The last time that I checked, Linspire has the user log in as root be
default. (They may have moved to a sudo-based model like Ubuntu by
now, I haven't checked.) The claim is that, on a home machine, the
integrity of the system isn't nearly as vital as the integrity of the
user's data.

The rest of the system can be restored by a simple reformat and
reinstall, the user's data cannot. So, it doesn't really matter from a
security standpoint if a desktop user is running logged in as root.

Furthermore, a worm can usually connect to the internet and spread
itself (or send spam, or whatever) as a normal user. You don't *need*
root privileges to do the things that most viruses do.

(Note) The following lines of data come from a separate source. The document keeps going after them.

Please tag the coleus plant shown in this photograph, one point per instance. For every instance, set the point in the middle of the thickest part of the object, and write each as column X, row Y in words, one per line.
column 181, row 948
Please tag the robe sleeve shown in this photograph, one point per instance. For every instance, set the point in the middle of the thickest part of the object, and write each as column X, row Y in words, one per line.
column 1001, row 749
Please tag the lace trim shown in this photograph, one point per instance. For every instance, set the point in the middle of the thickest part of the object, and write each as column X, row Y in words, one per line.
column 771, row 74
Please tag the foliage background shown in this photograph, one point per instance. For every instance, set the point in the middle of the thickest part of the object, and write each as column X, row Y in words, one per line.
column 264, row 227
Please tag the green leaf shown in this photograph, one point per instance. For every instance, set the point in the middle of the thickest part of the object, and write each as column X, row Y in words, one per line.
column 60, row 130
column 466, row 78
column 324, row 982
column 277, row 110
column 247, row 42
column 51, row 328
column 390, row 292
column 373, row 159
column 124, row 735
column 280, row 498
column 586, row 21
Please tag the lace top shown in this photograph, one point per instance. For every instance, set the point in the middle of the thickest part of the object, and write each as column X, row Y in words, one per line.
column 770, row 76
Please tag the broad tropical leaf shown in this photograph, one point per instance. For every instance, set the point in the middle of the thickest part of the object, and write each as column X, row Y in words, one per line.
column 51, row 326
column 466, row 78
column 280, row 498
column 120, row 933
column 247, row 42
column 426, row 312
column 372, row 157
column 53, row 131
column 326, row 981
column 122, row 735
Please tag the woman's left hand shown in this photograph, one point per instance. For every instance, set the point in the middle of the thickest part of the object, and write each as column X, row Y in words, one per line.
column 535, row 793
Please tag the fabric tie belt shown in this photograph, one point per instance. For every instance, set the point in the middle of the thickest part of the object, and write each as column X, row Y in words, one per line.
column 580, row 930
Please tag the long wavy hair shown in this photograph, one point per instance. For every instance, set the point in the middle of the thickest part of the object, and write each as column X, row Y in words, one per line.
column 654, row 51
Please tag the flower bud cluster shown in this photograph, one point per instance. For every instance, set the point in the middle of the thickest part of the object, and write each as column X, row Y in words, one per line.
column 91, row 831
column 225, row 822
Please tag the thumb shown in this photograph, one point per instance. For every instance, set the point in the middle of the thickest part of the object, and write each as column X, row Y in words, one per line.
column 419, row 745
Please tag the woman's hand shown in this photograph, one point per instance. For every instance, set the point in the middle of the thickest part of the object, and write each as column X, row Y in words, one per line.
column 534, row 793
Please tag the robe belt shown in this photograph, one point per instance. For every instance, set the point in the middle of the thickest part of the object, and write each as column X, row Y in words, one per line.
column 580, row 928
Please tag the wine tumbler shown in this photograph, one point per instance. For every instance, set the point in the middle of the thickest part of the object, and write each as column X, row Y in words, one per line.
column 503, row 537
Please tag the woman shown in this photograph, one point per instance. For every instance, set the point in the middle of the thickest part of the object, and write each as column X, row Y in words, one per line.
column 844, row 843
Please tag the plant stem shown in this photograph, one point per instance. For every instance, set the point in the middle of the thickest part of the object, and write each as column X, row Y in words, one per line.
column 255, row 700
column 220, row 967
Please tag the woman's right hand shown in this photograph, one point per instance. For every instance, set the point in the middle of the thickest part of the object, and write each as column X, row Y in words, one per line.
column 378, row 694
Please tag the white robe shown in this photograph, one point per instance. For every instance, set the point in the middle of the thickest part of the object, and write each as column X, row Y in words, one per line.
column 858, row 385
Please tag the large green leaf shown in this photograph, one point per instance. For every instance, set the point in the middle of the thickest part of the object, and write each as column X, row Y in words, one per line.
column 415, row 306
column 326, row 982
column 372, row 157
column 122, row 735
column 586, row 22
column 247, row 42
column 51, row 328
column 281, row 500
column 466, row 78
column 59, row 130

Now, I disagree that having someone run as root all the time is a good
idea, which is one of several reasons that I have stayed well away
from Linspire. However, there is an interesting reminder here that
running without root privileges is not panacea. There is a frightening
amount of things that an ordinary user can do.

It does make me wonder if it might be prudent to create a separate
user account with extremely draconian privileges, and always run the
web browser and mail client with that account.

-- 
William Tracy
afishionado at gmail.com -- wtracy at calpoly.edu

Assembly language experience is [important] for the maturity and
understanding of how computers work that it provides.